As Mr. Green writes, the theory is less fashionable now that the electorate seems so fixed and so evenly divided between the parties, but he wonders if we’ve missed a big change within the GOP:
In hindsight, the 2010 election looks like it may have set off, or at least accelerated, a shift within a Republican Party that, in the 30 years since Reagan took office, has oriented itself around free markets, a smaller safety net, foreign adventurism, and low marginal tax rates for the wealthy. As Cruz and Trump have demonstrated, a large subsection of Republican voters—possibly a majority—are no longer satisfied with this arrangement…. Every candidate who’s caught fire this cycle came to political prominence after 2010: Trump, Cruz, Rubio, Ben Carson, and Carly Fiorina all fit this bill. Those who have disappointed the most are generally products of the era before then: Jeb Bush, Chris Christie, and John Kasich come to mind.

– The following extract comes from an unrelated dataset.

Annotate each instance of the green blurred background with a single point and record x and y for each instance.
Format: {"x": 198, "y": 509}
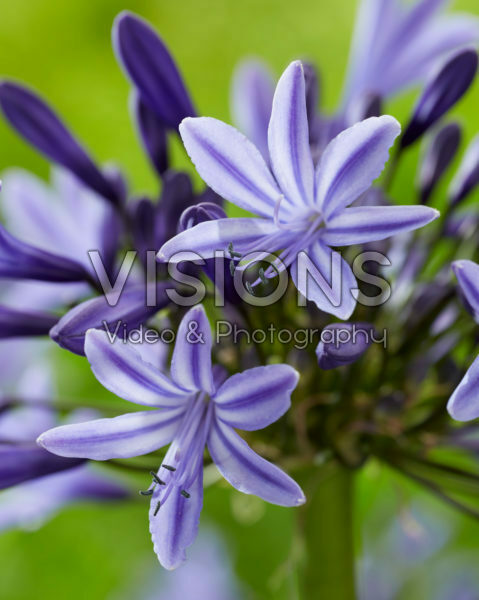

Mr. Green writes that the base of power in the GOP may be shifting away from the executive class: “A Cruz or Trump win would signify that working-class voters will no longer be forsaken by their party leaders in favor of a class of wealthy campaign donors.”
The Republican Party may be split, but foreign-policy doves are not welcome. FiveThirtyEight’s Clare Malone eulogizes the presidential campaign of Rand Paul, who tried to argue for the protection of civil liberties even as his Republican rivals pledged tougher and tougher anti-terrorism measures. “Paul was the sole dissenter,” Ms. Malone adds, “speaking out—most notably in debates—against a more interventionist foreign policy.”
I’d characterize Ted Cruz and Donald Trump as less “interventionist” than Marco Rubio and most of the others, but they’re still hawkish in the sense of advocating that the United States act unilaterally and even violate international law (i.e., kill civilians) if it makes us feel safer. Rand Paul has stood out by his willingness to acknowledge that if we push around other peoples, they might push back. At any rate, the Republican with momentum right now is Marco Rubio, who has a 100 percent “hawk” score on 31 questions, as scored by OnTheIssues.org. So-called extremists Donald Trump and Ted Cruz scored 55 percent and 88 percent, respectively.